Yes, there is a future for editing
An able editor, Brian Throckmorton, made an astute comment to yesterday’s post about the dismissal of the copy desk at the Raleigh newspaper, saying that the shrinkage of print editors and diminution of local coverage doesn’t leave enough work to justify a full copy desk and that regional editing hubs may not be ideal but are practical.
Steve Yelvington posted a complementary opinion yesterday at his blog, “Let’s bury the nightside copy desk.” The world of the print copy desk is gone, not to return, he says, and it’s time to give up on the concept. (If I can, just to a degree, demur, to the extent that newspapers continue to publish print editions—which even in decay are still the greatest source of revenue—copy editors are necessary for their production.)
Mr. Yelvington makes a couple of salient points:
[E]diting should be tightly coupled with newsgathering and writing. If your newsgathering process isn't producing clean, publishable copy, you're not ready for a digital world. Fix it.
Print is, at best, a static fork of a continuous digital process. If you're waiting to post news until it's edited for print, you're killing your job. If you're posting news on the Web that isn't of publication quality, you're killing your job.
And there, I think, is the point that is missed by the managers who are eliminating copy desks. They would be better advised to find ways to incorporate copy editors more thoroughly into the production of the electronic editions.*
It has apparently been thought at high levels that because people will spend an inordinate amount of time on the Internet looking at photographs of cats accompanied by ungrammatical captions, that they will read anything online.
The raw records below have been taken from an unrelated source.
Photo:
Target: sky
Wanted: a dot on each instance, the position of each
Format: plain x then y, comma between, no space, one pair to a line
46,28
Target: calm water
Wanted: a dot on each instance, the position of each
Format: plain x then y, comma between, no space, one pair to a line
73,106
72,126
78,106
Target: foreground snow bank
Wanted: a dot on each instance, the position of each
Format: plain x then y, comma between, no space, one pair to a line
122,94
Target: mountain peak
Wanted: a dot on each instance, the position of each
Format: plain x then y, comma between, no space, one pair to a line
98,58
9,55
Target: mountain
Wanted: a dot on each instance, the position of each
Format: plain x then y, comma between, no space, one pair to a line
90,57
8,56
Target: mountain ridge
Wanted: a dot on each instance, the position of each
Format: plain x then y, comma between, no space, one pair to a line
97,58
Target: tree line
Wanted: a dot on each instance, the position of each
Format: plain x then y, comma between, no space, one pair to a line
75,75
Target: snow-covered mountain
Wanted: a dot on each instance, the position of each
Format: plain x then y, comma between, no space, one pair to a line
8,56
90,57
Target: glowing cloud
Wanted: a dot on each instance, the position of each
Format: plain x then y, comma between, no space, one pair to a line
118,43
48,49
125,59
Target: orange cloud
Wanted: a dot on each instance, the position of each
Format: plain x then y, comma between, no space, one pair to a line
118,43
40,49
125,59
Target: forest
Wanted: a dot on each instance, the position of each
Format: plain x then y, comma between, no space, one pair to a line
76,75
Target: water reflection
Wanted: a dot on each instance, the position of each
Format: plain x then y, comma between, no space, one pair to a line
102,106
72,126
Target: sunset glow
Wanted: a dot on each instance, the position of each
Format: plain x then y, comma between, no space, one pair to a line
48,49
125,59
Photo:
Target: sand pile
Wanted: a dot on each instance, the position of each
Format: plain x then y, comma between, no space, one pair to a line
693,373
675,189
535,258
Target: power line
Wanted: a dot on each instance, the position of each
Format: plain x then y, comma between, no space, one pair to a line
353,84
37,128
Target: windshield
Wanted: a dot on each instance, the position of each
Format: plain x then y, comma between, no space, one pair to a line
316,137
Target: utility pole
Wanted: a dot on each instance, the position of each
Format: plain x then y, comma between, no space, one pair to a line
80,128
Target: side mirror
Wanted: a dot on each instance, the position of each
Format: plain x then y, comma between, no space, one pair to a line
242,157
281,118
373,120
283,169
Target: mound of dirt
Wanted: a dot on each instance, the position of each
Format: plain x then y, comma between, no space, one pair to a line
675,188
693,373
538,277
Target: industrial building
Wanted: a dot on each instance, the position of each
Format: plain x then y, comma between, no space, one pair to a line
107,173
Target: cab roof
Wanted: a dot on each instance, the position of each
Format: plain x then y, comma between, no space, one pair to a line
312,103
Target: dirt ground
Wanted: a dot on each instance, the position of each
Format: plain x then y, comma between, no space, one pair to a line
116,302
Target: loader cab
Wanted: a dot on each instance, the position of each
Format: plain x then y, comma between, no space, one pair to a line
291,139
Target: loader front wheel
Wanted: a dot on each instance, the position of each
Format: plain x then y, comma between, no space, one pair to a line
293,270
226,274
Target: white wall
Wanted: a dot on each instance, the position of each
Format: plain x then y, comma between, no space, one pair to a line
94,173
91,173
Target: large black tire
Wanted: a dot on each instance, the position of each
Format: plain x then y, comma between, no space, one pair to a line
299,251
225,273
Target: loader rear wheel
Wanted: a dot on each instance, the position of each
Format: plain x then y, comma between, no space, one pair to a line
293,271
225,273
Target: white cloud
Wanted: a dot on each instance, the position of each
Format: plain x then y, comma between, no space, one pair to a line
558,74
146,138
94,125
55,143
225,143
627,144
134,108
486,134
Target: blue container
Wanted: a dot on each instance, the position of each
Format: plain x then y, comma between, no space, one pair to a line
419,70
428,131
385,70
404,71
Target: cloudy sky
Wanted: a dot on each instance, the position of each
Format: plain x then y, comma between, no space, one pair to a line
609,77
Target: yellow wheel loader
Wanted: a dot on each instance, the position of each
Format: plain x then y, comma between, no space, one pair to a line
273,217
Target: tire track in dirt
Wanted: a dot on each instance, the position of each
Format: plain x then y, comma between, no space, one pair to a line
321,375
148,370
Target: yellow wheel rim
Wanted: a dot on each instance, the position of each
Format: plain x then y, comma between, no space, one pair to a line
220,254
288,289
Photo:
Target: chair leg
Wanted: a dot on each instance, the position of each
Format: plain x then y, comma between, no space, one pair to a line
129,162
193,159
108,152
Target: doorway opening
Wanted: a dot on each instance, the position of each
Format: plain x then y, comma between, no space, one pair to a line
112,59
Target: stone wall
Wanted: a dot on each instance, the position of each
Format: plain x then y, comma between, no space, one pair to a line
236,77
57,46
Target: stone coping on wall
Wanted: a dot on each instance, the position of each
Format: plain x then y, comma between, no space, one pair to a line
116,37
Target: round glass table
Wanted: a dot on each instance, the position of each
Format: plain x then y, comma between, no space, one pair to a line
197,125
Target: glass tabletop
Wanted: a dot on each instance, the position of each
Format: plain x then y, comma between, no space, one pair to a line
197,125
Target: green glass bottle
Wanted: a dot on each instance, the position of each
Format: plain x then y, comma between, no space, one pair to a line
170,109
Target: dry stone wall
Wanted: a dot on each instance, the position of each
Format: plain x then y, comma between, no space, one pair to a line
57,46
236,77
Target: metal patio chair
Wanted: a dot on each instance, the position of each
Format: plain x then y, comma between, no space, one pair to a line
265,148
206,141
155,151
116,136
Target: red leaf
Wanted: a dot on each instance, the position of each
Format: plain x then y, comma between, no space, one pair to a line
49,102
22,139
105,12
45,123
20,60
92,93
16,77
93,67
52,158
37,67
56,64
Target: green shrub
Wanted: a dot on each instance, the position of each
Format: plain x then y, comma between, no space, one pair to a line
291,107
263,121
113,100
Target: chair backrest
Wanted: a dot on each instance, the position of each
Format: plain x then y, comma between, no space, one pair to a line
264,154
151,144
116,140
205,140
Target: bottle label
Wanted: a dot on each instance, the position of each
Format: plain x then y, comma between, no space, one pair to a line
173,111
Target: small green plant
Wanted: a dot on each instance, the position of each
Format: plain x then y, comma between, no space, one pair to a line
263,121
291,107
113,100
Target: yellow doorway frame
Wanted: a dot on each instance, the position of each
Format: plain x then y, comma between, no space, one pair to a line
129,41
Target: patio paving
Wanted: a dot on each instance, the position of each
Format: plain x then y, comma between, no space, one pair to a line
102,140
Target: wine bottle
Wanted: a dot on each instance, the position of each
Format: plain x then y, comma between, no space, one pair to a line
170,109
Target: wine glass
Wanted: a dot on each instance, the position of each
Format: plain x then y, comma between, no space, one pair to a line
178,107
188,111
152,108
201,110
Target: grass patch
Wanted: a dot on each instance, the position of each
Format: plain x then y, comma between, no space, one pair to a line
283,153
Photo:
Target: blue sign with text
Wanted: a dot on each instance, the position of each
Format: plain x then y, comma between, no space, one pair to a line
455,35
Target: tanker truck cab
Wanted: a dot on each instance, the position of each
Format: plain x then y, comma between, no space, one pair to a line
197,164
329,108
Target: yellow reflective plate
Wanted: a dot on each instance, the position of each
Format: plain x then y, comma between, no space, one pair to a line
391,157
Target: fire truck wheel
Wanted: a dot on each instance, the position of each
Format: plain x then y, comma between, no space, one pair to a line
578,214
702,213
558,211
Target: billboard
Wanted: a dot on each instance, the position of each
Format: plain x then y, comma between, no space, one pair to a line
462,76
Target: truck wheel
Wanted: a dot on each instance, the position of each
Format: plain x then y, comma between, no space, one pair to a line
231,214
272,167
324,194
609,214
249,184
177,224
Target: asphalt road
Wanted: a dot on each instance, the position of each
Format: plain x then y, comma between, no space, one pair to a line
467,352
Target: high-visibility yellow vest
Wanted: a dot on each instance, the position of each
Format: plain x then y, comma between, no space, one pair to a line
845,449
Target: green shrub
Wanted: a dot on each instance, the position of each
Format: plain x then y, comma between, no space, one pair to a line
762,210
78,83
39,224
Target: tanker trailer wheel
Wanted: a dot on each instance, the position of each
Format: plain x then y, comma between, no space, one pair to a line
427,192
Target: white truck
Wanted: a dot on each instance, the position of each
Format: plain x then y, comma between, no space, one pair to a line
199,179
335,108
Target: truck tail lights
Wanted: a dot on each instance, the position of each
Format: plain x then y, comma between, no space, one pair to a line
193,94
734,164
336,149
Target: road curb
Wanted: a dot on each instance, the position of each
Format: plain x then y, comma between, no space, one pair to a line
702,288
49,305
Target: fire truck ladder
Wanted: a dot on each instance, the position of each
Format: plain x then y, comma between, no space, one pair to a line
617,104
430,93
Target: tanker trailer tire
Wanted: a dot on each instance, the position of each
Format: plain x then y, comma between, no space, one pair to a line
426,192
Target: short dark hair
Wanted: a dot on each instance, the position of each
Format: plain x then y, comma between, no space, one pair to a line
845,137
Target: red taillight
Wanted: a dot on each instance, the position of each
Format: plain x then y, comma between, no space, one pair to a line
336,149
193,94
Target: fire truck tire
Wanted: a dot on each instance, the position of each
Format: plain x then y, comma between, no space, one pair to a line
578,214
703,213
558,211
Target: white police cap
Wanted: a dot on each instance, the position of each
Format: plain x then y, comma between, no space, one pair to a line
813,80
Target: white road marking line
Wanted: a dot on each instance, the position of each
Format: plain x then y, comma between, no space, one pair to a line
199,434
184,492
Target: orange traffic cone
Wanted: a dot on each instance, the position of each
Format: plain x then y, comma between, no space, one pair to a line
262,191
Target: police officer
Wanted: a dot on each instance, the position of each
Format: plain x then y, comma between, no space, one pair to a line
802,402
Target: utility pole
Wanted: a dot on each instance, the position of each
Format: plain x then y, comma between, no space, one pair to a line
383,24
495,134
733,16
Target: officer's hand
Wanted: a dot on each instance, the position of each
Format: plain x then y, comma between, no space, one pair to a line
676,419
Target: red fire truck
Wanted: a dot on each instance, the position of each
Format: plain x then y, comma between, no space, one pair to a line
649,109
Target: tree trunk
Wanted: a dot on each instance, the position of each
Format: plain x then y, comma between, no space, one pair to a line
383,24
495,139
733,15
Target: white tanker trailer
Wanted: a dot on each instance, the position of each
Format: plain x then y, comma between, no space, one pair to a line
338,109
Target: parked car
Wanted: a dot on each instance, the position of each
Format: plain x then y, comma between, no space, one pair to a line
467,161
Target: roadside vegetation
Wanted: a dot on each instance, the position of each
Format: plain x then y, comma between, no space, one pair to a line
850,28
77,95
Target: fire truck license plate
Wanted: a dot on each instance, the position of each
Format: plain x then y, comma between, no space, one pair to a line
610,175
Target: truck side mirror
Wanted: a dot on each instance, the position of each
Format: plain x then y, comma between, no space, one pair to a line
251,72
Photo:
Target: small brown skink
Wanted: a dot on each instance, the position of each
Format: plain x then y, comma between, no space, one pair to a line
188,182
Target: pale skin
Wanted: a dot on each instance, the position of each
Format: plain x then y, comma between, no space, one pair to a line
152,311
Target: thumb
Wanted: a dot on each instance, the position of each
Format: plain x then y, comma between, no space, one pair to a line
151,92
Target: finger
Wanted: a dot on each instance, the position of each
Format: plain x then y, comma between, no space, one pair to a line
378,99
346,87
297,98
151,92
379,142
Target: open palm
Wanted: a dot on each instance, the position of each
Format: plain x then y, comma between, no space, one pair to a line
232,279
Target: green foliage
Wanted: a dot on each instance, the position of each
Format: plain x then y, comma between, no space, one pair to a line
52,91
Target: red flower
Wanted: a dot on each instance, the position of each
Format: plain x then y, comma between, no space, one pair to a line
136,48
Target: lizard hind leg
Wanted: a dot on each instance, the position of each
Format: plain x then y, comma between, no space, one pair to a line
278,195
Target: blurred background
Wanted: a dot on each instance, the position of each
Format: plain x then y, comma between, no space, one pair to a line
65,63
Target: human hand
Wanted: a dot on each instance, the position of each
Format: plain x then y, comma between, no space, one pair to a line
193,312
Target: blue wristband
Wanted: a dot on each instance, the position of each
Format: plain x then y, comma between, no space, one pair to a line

Thus, engaging copy editors to improve the accuracy, clarity, and concision of online prose would simply waste money.
I suspect that as news organizations grow savvier about interpreting the available metrics—not just how many page views an article gets, but also how long the reader spends on it and whether the reader returns to the site—it will be discovered that the quality of the material does matter if the publication is to capture the readers the advertisers are looking for.
Unfortunately, by the time the publishers make this discovery, they will have put one of their most valuable resources out on the curb.
*Not all copy editors will welcome the new environment, and some may be so habit-bound that they cannot make the adjustment. (Newspaper journalists’ resistance to change makes the Vatican bureaucracy look innovative and fleet-footed.) But those who can make the adjustment possess the skills and the temperament to accomplish the task.